Canmore council approves affordable housing project
Thursday, Aug 24, 2017 06:00 am
Canmore’s outgoing council of elected officials has approved a 49-unit perpetually affordable housing project for development by a local builder.
But it wasn’t a unanimous decision, and it wasn’t one without controversy in the community, as the location of the project has been the source of heated debate.
The old daycare lands, or Larch Park as some in the community call it, is located at 17th Street and 11th Avenue in Canmore and the site selected for development is less than a hectare, and represents half the overall site.
Councillors and Mayor John Borrowman expressed excitement for the 49 families that would be able to purchase their own home through Canmore Community Housing Corporation’s perpetually affordable housing ownership program.
Councillor Sean Krausert said he is proud to support the project and take action as a council to address the number one priority in the community – a lack of affordable housing.
“This is a wonderful thing to finally be moving forward with,” he said.
The lone voice of dissent, Coun. Ed Russell, who has also declared his intention to run for mayor in the upcoming municipal election, acknowledged the design by Marshall Tittemore Architects for Canmore-based builder Distinctive Homes was a “good looking project.”
However, Russell voted against approving the development permit for the same reason he voted against rezoning the property from municipal reserve to a direct control district meant for affordable housing – because of the loss of native vegetation and impact on neighbouring residents.
“I am sad it is taking out trees and I am sad for the neighbourhood, they are going to have to live with it,” he said. “I guess it is going ahead regardless.”

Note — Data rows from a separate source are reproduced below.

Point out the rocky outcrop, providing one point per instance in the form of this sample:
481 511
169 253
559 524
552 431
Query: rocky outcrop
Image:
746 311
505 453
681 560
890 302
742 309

While the daycare and preschool were located on the site until several years ago, its relocation led council to have a discussion around using the property to develop affordable housing. It was not the first time the land was discussed for future community use through providing housing, and some felt the development removed important recreational space from the community.
The development permit in front of council this week included two variances that needed to be approved. They include a roof height variance and a parking variance.
Supervisor of development and planning Lee Prevost went through the permit and the variances for the 49-unit townhouse and stacked townhouse development.
The permitted roof height for the district is 8.5 metres, and a variance for 0.8 metres – or 9.4 per cent – was requested for an eight per cent portion of the roof structure for three of the buildings proposed.
As well, the parking variance asked for a relaxation of five parking stalls to allow an additional PAH unit to be built on the site.
The development has three clusters of homes – all in townhouse format. The Juniper homes include 17 three-bedroom units, the Willow homes eight three-bedroom units and Larch has 24 units mixed evenly between two- and three-bedroom units. All units are two storeys in height, and a laneway is included behind homes that face 17th Street.
“We believe this proposal brings much needed perpetually affordable housing to Canmore and uses an architectural style that is respectful to the surroundings,” said Provost.
Borrowman said they were acceptable variances and pointed to the need of the community and society overall to reconsider the priority placed on the private automobile into the future.
“I think in planning for the future we as the Town of Canmore and other municipalities have to place less of a critical importance on parking requirements that generally reflect thinking of the last several decades,” he said.
“We have planned the community around the private automobile for decades and I think in the near future that is going to be far less of a factor in living.”